Un viaje en el galeón de Manila

La Nueva España - Vida Cotidiana

 La travesía de la Nao de China de Acapulco a Manila era rápida y en ocasiones agradable. Por mucho tiempo fue conocido como “el viaje de las damas”. Los vientos alisios impulsaban la nave en forma casi constante durante los dos meses que duraba el trayecto entre Acapulco y Guam, en donde la escala era obligada, ya que había fortificaciones y población mexicana a las que era necesario brindar asistencia.

No sólo marineros se aventuraron a cruzar las aguas del majestuoso Pacífico. Junto a los capitanes, soldados, casados y “grillos” –personas obligadas a realizar el viaje-, invariablemente marchaban los misioneros -que desempeñaron un papel primordial en la cristianización y en el vasto intercambio cultural desarrollado con las sociedades asiáticas. Conforme transcurrió el tiempo, la Nao de China también dio cabida a comerciantes, civiles e incluso mujeres y niños. Todos aquellos viajeros dejaron una profunda huella étnica y cultural en la historia de las relaciones entre México y Asia.
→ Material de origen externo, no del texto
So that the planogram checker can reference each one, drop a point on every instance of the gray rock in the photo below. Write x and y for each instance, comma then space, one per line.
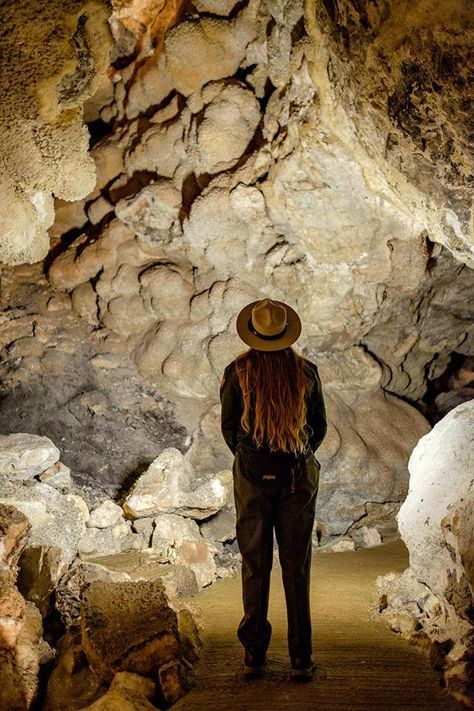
55, 519
114, 539
23, 456
220, 527
59, 476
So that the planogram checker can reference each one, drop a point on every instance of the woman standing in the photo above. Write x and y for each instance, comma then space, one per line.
273, 420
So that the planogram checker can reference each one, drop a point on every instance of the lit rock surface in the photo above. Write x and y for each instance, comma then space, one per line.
436, 522
44, 139
23, 456
169, 486
138, 630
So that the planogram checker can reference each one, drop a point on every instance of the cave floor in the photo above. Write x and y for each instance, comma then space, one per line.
362, 664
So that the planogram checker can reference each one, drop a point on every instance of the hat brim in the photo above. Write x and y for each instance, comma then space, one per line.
292, 332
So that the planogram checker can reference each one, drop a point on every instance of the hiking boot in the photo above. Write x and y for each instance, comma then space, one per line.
302, 668
254, 664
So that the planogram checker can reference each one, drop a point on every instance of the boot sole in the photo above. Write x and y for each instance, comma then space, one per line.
303, 673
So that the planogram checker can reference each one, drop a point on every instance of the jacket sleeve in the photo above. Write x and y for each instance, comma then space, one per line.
231, 411
316, 416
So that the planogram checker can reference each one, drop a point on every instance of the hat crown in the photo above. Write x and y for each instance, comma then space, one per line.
268, 317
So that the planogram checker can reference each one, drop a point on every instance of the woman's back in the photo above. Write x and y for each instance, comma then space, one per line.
272, 402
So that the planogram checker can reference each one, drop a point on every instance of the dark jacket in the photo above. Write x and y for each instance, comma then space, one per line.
232, 408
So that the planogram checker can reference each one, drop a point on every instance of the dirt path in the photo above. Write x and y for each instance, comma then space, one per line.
362, 664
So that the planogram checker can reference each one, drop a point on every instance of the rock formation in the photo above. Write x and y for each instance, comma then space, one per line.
432, 600
317, 153
243, 150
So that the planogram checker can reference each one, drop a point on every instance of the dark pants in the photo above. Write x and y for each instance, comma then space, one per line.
259, 510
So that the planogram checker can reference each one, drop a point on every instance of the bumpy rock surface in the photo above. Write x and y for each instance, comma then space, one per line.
297, 151
435, 594
23, 456
129, 626
53, 55
21, 625
168, 485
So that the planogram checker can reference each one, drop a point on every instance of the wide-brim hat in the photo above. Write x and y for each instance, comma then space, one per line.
268, 325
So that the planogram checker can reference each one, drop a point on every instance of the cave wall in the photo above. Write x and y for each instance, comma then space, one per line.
258, 149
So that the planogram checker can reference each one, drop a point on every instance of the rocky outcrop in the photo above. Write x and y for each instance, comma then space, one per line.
53, 56
130, 627
249, 153
20, 621
433, 599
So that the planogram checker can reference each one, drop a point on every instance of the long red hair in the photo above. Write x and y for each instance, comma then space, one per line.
275, 384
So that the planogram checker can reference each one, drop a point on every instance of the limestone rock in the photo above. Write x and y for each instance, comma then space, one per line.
106, 514
178, 540
178, 579
58, 475
128, 627
228, 123
45, 142
216, 7
220, 527
161, 149
54, 518
23, 456
72, 684
116, 538
341, 544
436, 523
127, 692
20, 633
14, 527
207, 49
159, 488
434, 519
41, 567
152, 212
366, 537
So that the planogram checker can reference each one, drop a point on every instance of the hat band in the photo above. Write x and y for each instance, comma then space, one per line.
261, 335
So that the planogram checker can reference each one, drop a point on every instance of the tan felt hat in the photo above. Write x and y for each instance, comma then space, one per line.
268, 325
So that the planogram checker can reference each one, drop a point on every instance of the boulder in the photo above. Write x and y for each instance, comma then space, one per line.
58, 475
227, 126
114, 539
128, 626
206, 49
105, 515
160, 488
436, 521
55, 519
220, 527
14, 527
178, 540
72, 684
178, 579
127, 692
20, 634
23, 456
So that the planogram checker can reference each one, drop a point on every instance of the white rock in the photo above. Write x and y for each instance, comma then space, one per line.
228, 124
159, 489
341, 545
106, 514
59, 476
106, 541
199, 51
366, 536
55, 519
23, 456
436, 518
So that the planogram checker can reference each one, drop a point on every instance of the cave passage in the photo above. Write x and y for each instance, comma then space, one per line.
362, 665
Para el viaje de Manila a México, el galeón era cargado con mercancías en el puerto de Cavite –astilleron ubicado al sur de Manila que sevía a la vez de pequeña fortificación portuaria- y luego se anclaba frente a las murallas de Manila. Allí se celebraba una procesión con la virgen de la Paz y del Buen Viaje. El arzobispo bendecía la nave y a la tripulación, repicaban las campanas de todos los templos de la ciudad y el gobernador daba la orden de zarpar.

El viaje de regreso a México debía realizarse en el mes de junio para aprovechar las corrientes marinas y los vientos del monzón y, así, cuatro o cinco semanas después de haber abandonado la bahía, la nave entraba al Océano Pacífico por el estrecho de San Bernardino. Este tramo del viaje era apacible y había comida fresca adquirida en los diferentes puestos e islas por las cuales pasaban los navíos. Después se iniciaba un verdadero calvario.

El Galeón llegaba a ir tan sobrecargado que los tripulantes apenas encontraban espacio para acomodarse. El rey sólo proporcionaba agua y bizcochos. Aquellos que llevaban dinero lograban adquirir cerdo salado y arroz hervido. Sin embargo, una vez mar adentro, los bizcochos se agusanaban, la carne de cerdo se echaba a perder produciendo olores insoportables y el agua se tornaba verde. Algunos pasajeros llevaban gallinas vivas que ponían un huevo diario pero al acercarse el invierno dejaban de hacerlo.

El chocolate era el único alimento que se conservaba; lo guardaban en el interior de los tibores chinos con tapas de hierro y sólo era consumido por los pasajeros de alto rango. Como fuese, los viajeros padecían enormes privaciones y con frecuencia los marineros realizaban el trayecto con medias raciones de alimentos.

En los seis meses de travesía el galeón se convertía en un foco de infecciones que diezmaba a la tripulación. Por falta de cítricos los viajeros padecían de escorbuto –terrible mal que revienta la piel, provoca la caída de los dientes y hace sangrar las encías hasta provocar la muerte.

Sin embargo, cuando la Nao divisaba costas americanas, en las islas cercanas a Mazatlán -según relata el navegante Sebastián Vizcaíno- se encontraban pequeños y agradables frutos que los indígenas llamaban xocohiztles, y que al comerse en abundancia sanaban a los enfermos. Durante el proceso de evangelización, los franciscanos que llegaron al norte de California cultivaron grandes cantidades de cítricos para que, en el momento de llegar la naves, los viajeros y tripulantes pudieran curarse del escorbuto –hoy esa región es la 2ª. productora de cítricos más grande del mundo.